Wilde, up to no good presumably

In the same fashion, the figure of the virtuous female, with “the fair face of an idol”, reclaims her sexual autonomy through her assertion that, if sins can be forgiven, then hedonistic pursuit of pleasure is the natural path to choose. The virgin’s lust equals that of he who lusts after her, and this revelation dissolves strict behavioural divisions between the sexes imposed by Victorian society, an unnatural separation which Wilde viewed with “profound scorn” (Inventing Ireland 39).

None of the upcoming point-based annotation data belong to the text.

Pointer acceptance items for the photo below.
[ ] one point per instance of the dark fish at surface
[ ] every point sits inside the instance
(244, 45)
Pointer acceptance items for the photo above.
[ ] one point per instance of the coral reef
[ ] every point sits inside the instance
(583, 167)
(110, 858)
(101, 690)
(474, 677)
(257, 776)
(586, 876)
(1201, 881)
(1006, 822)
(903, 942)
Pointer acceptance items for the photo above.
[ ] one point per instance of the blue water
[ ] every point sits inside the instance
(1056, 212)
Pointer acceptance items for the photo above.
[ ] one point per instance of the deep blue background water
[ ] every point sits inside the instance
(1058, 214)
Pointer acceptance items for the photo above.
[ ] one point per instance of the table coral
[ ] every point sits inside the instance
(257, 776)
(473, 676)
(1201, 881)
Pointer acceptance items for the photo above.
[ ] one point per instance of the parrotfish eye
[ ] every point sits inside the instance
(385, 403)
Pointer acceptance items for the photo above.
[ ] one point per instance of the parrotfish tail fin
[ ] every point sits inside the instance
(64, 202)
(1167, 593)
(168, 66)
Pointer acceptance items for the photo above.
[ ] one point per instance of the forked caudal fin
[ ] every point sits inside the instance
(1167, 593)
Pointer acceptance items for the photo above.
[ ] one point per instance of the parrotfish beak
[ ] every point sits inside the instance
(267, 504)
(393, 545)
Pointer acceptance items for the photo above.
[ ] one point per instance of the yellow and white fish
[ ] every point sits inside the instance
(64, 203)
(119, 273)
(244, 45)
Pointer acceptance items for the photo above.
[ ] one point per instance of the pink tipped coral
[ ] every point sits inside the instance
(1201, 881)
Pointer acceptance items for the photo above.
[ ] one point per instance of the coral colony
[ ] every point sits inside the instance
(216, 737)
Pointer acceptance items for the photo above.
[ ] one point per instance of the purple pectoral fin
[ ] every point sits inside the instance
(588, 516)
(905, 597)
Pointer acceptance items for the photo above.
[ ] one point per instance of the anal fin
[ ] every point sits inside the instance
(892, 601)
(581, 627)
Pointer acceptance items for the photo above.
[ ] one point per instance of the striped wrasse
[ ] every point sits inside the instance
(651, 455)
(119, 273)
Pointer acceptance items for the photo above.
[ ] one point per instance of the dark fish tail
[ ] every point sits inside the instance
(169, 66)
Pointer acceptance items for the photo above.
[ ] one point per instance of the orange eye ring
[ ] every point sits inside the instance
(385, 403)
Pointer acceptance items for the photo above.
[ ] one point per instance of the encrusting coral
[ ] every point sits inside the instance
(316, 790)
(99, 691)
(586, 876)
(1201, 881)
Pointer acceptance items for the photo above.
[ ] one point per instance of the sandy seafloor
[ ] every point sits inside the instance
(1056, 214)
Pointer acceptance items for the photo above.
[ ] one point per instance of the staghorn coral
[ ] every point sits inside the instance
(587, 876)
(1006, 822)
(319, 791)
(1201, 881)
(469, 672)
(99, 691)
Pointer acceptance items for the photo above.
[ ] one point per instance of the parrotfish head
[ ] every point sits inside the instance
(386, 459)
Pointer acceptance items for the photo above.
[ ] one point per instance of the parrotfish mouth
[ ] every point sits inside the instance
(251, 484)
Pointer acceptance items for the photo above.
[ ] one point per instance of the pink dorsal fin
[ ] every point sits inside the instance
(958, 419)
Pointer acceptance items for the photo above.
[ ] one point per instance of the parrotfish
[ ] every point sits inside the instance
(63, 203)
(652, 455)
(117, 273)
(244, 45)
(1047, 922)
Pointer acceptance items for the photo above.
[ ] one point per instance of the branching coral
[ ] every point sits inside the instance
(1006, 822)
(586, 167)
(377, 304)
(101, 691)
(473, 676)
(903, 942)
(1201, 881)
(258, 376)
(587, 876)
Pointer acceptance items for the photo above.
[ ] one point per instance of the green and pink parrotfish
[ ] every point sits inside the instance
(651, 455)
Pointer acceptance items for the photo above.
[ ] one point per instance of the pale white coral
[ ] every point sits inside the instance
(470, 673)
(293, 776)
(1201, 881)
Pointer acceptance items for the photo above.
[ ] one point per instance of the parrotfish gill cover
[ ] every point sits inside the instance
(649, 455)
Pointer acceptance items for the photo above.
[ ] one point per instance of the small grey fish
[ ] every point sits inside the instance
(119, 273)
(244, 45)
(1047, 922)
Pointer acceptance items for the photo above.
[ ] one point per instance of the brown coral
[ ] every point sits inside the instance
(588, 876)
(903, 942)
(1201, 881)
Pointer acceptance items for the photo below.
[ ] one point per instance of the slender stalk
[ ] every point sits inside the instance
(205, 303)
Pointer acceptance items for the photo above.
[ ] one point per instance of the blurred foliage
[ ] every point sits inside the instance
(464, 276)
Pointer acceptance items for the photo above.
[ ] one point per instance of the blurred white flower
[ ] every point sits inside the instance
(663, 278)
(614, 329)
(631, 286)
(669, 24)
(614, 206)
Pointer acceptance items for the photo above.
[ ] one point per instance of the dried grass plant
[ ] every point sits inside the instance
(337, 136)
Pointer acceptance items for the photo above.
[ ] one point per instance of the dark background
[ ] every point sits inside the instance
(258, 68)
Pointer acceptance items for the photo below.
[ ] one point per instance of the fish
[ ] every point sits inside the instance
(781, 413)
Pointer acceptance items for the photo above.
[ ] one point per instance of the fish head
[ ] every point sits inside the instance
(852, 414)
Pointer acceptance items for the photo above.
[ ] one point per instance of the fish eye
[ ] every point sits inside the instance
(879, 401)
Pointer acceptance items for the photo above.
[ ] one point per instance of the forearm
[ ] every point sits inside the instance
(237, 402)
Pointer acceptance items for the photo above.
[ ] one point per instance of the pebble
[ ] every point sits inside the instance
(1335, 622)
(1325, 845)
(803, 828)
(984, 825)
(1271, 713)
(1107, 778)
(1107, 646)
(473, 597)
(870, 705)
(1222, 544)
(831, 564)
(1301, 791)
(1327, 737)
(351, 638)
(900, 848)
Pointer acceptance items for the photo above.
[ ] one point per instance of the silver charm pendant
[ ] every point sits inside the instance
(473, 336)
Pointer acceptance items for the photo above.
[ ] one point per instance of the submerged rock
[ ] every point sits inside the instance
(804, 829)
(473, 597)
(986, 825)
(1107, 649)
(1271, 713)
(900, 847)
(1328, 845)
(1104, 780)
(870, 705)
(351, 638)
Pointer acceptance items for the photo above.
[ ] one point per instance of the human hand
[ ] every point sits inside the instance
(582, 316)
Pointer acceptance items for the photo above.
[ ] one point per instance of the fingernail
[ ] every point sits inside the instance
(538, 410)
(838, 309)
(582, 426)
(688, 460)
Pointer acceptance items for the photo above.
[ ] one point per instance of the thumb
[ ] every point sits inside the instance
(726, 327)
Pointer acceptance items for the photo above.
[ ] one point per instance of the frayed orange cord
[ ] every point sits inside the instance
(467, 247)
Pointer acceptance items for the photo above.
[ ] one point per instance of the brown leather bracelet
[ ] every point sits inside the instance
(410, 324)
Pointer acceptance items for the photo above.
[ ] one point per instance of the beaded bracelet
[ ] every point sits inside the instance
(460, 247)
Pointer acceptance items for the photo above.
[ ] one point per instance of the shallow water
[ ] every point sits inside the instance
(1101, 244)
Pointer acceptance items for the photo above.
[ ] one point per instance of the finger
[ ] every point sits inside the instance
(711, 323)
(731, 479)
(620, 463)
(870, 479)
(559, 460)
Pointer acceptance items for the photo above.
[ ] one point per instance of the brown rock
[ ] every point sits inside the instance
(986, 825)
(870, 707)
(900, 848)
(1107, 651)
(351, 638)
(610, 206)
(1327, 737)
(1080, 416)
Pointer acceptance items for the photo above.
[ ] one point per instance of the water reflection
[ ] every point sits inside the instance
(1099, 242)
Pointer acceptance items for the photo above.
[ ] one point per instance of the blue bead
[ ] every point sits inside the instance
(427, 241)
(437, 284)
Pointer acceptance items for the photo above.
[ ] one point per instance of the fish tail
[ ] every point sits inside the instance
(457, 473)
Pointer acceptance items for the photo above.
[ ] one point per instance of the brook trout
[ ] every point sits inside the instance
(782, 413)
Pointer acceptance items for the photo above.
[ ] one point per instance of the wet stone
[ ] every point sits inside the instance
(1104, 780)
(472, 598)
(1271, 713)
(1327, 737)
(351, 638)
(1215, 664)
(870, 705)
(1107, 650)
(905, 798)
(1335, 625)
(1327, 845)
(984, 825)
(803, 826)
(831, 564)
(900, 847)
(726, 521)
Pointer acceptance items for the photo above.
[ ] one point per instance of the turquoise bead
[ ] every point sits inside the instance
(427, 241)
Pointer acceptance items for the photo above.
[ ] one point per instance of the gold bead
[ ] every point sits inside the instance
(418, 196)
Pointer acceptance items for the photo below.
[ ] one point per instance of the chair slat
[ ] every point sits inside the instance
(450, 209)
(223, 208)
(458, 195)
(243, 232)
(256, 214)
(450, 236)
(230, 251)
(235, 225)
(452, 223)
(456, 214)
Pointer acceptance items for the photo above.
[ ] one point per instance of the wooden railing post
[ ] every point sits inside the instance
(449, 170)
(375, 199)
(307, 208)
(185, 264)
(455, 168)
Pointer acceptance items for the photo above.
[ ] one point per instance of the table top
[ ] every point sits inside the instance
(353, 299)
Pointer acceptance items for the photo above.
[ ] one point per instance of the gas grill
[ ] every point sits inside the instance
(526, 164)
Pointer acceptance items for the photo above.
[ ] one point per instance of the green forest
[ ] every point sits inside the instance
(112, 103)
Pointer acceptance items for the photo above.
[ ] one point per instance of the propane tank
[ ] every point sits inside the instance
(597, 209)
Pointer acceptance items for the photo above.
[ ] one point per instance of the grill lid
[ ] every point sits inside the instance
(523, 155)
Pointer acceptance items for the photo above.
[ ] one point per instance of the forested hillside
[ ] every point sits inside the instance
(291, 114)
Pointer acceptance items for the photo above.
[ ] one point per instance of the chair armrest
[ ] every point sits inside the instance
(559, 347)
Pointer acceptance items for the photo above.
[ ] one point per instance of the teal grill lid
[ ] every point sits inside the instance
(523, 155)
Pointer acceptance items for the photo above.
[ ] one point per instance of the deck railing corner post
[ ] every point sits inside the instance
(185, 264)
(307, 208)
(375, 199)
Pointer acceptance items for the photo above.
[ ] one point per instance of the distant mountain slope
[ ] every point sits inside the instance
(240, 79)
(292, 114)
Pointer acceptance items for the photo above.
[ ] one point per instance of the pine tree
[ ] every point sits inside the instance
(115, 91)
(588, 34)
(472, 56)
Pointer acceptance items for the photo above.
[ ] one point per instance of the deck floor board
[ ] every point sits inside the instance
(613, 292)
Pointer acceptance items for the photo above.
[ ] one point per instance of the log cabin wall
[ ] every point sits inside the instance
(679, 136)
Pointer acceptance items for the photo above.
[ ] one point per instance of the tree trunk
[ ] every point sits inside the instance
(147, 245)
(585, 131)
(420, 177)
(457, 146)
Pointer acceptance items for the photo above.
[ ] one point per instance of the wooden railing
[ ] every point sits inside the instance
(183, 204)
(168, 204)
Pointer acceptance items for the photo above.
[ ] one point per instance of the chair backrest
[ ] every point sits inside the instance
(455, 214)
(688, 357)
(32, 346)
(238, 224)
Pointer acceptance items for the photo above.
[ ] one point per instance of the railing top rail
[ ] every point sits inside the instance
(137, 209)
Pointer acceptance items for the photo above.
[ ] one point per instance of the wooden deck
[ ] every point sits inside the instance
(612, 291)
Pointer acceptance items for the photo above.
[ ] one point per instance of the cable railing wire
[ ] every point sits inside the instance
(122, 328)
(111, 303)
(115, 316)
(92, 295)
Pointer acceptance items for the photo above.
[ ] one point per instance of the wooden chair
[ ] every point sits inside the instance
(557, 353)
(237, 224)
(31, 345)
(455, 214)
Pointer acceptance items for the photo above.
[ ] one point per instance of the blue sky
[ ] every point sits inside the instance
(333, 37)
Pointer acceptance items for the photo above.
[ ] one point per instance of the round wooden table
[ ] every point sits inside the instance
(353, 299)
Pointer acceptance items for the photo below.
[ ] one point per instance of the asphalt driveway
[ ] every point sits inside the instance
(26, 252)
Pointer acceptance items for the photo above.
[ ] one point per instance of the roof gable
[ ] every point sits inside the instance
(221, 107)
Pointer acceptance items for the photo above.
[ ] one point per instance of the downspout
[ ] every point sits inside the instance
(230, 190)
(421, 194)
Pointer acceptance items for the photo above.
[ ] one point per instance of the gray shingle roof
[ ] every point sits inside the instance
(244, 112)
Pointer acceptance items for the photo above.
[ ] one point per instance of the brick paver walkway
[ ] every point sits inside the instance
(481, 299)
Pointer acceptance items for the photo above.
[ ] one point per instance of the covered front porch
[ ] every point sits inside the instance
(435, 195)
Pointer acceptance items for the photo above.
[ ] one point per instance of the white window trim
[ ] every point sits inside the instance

And while the poem is clearly couched in explicitly Christian terms, Wilde’s critique does not simply address a divide between Protestantism and Catholicism, but rather the broader notion of “the elect and the damned”, an affront to Wilde’s “radical autonomy of the self” which had taken equal hold in secular Freudian and Marxist lines of thought (Inventing Ireland 40).

Instead, through “the art of elegant inversion” (Inventing Ireland 35), damnation for Wilde consists of a society which can only exist through a perpetual denial of its natural selfhood, where, like the Christ of “The Doer of Good”, “the only real fool is the conventionally ‘sincere’ man who fails to see that he, too, is wearing a mask, the mask of sincerity” (Inventing Ireland 38).

Works Cited

Kiberd, Declan. Inventing Ireland. Harvard UP, 1995.

— “The London Exiles: Wilde and Shaw”. The Field Day Anthology of Irish Writing, vol. 2, edited by Seamus Deane, Field Day Publications, 1990, pp. 372-76.

Wilde, Oscar. “The Doer of Good”. The Complete Works of Oscar Wilde, HarperCollins, 2003, pp. 900-01.